L’industrie automobile veut garder le contrôle total sur les données récoltées via les futures voitures connectées, et craint que Bruxelles ne leur mette des bâtons dans les roues.

Pour le moment, les voitures connectées ne sont qu’un rêve: les producteurs commencent à peine à doter les voitures de fonctionnalités liées à Internet.

Cependant, ils craignent d’ores et déjà que les projets de l’exécutif européen de limiter l’utilisation de données à partir de véhicules connectés ne tempèrerent les bénéfices obtenus grâce à cette nouvelle technologie.

Günther Oettinger, responsable de la politique numérique européenne, se prépare en effet à annoncer de nouvelles mesures pour contrôler l’utilisation de big data dans les entreprises, dès cet automne. Plusieurs sources ayant pris connaissance du dossier ont annoncé qu’il était fixé au 30 novembre, mais les représentants de l’UE débattent encore sur le type de loi qu’ils veulent mettre en place.

Car les producteurs de voitures espèrent pouvoir exploiter les données envoyées depuis les véhicules et appréhendent une initiative qui leur imposerait des gardes-fous quant à l’utilisation et la vente de ces données à des entreprises partenaires.

La commissaire à la concurrence, Margrethe Vestager, garde déjà un oeil sur les mesures de partage des données.

La Commission européenne encourage les producteurs à développer les véhicules connectés et sans conducteur. Néanmoins l’industrie automobile a prédit que ces véhicules ne pourront pas circuler en se passant complètement de l’aide du conducteur pendant encore quelques années.

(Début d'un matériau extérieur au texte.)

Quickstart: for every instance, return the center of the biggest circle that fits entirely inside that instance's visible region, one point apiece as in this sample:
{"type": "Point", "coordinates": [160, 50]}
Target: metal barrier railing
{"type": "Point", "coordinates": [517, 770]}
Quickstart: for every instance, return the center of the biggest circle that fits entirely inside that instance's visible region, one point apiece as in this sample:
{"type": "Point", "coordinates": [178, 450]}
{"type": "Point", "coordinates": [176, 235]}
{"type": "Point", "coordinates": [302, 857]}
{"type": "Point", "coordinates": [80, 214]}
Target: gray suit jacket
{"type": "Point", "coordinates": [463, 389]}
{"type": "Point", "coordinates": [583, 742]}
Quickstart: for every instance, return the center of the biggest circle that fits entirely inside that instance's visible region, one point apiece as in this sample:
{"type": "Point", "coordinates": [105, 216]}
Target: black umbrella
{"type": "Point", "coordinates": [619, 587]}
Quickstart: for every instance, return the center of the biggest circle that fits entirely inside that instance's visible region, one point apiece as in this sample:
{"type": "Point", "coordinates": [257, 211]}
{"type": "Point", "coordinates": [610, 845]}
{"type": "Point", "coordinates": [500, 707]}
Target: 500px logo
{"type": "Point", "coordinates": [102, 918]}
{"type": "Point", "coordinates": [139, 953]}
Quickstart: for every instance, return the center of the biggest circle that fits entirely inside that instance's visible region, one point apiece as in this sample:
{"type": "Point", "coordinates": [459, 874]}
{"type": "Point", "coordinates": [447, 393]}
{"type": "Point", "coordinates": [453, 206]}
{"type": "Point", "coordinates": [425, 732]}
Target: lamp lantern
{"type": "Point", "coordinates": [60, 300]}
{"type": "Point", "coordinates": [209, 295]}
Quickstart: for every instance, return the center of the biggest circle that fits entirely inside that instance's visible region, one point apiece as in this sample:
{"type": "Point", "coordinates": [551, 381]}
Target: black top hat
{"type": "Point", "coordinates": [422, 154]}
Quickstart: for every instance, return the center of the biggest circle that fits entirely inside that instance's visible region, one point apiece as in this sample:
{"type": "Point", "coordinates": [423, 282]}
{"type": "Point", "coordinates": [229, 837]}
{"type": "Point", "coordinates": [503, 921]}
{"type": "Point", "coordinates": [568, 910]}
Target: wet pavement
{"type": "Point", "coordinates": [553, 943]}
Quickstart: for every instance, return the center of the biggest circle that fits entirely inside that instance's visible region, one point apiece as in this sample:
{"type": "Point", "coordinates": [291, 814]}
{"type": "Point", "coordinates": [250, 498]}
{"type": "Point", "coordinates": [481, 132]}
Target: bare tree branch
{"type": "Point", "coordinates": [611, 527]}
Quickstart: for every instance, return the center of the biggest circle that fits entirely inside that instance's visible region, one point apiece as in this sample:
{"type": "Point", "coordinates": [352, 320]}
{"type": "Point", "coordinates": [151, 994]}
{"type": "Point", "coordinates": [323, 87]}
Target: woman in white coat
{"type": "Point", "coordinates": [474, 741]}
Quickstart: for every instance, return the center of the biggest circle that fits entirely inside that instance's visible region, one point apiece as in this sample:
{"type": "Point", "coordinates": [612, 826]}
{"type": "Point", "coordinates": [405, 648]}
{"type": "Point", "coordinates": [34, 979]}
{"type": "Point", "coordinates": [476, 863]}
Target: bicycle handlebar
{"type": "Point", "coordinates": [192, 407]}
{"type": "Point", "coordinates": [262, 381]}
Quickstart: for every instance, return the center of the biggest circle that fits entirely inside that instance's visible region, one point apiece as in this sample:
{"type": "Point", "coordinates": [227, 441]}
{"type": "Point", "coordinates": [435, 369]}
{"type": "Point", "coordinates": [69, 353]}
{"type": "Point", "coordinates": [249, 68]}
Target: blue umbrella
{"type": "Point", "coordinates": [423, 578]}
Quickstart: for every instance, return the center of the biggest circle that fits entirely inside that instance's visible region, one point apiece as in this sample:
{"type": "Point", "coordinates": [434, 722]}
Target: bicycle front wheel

La commissaire à la concurrence a même reconnu que, malgré la basse consommation d’énergie et la diminution des accidents de la route grâce à ces voitures, elles apparaissent encore « presque comme de la science-fiction » pour les consommateurs.

Big data et concurrence

« Les producteurs automobiles ne sont pas contre le partage des données », a pourtant affirmé un porte-parole de l’Association des constructeurs européens d’automobiles (ACEA), suite au discours de Margrethe Vestager. « Ils veulent simplement s’assurer que la sécurité, les assurances et les responsabilités seront garanties quand elles seront partagées. »

Les producteurs sont déjà sur la défensive avant même l’annonce officielle du commissaire à la société numérique, qui pourrait être à l’origine des toutes premières régulations sur l’accès des entreprises aux données personnelles, récoltées par les machines ou les outils connectés à Internet.